Simplex Fraud Detection
Jul 23, 2018
In the rapidly evolving fintech landscape, Simplex has emerged as a pioneer, consistently pushing the envelope with cutting-edge solutions. As a data scientist at Simplex, I had a front-row seat to this innovation, and an active role in driving it forward. Here is my journey.
When I first arrived at Simplex, I was fascinated by the labyrinthine complexity of the core machine learning models that lay at the heart of our fraud detection capabilities. These models, powered by the XGBoost algorithm, were impressively adept. Yet, I sensed opportunities for enhancement and thus, my quest for optimization began.

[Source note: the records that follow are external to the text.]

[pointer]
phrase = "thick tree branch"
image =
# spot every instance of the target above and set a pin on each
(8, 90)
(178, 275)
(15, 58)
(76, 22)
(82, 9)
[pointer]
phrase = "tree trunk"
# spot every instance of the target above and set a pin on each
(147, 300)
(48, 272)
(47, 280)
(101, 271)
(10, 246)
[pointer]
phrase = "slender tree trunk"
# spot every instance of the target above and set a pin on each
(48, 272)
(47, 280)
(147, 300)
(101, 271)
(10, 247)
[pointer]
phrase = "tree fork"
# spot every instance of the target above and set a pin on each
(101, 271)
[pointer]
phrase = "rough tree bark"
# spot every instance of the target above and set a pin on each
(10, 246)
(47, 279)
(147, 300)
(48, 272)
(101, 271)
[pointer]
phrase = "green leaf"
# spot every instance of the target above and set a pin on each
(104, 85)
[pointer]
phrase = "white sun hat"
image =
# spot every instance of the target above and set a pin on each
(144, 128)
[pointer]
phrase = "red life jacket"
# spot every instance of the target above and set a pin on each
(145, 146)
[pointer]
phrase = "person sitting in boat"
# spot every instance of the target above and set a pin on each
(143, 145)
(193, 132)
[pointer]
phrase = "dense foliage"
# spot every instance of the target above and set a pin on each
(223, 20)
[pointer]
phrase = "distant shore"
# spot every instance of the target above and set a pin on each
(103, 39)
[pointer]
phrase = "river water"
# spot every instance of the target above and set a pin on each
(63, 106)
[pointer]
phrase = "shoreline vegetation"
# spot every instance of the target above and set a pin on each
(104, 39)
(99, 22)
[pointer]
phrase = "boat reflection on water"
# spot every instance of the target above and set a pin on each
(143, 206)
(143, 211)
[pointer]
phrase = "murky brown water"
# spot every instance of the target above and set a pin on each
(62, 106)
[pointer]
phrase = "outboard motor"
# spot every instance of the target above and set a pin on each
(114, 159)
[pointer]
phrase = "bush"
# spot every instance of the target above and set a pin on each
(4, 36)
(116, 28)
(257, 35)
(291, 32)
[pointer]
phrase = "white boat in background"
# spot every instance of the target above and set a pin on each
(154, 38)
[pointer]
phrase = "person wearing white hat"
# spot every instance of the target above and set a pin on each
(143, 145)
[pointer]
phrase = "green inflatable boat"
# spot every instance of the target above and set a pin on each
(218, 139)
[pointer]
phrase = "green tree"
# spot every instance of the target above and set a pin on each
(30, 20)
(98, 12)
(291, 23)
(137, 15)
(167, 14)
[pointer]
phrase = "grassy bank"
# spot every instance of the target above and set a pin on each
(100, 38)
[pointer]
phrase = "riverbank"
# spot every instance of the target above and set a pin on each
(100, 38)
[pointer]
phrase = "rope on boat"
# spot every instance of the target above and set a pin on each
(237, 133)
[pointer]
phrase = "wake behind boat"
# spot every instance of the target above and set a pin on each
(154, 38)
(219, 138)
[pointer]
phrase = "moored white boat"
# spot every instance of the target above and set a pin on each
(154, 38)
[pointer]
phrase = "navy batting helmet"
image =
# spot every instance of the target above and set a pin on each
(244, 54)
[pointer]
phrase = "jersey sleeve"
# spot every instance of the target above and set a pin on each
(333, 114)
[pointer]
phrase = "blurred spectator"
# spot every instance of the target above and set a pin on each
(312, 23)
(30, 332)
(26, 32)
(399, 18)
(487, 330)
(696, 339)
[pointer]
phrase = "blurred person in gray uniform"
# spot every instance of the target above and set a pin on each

I dove headfirst into the world of machine learning algorithms, exploring the depths of each, from their strengths and weaknesses to their applicability to our unique dataset. This was not a mere academic exercise; it was a systematic comparison of state-of-the-art algorithms, each vying for a chance to power our models.
One algorithm stood out from the rest: CatBoost. Known for its handling of categorical features and robustness to overfitting, CatBoost seemed like a promising candidate. After rigorous testing and validation, I made the decision to switch from XGBoost to CatBoost, a move that marked a significant turning point in our modeling approach.
While the algorithm switch was a major breakthrough, it wasn't the only challenge I faced. A key obstacle was the imbalanced nature of our dataset – a common issue in fraud detection where fraudulent transactions are significantly outnumbered by legitimate ones. This posed a risk of our models being skewed towards predicting the majority class, thus overlooking the crucial minority class of fraudulent transactions.
To tackle this, I employed various strategies such as oversampling the minority class, undersampling the majority class, and utilizing cost-sensitive learning. I also experimented with different evaluation metrics that were more suitable for imbalanced data, such as the Area Under the Precision-Recall Curve (AUPRC) instead of the traditional accuracy metric.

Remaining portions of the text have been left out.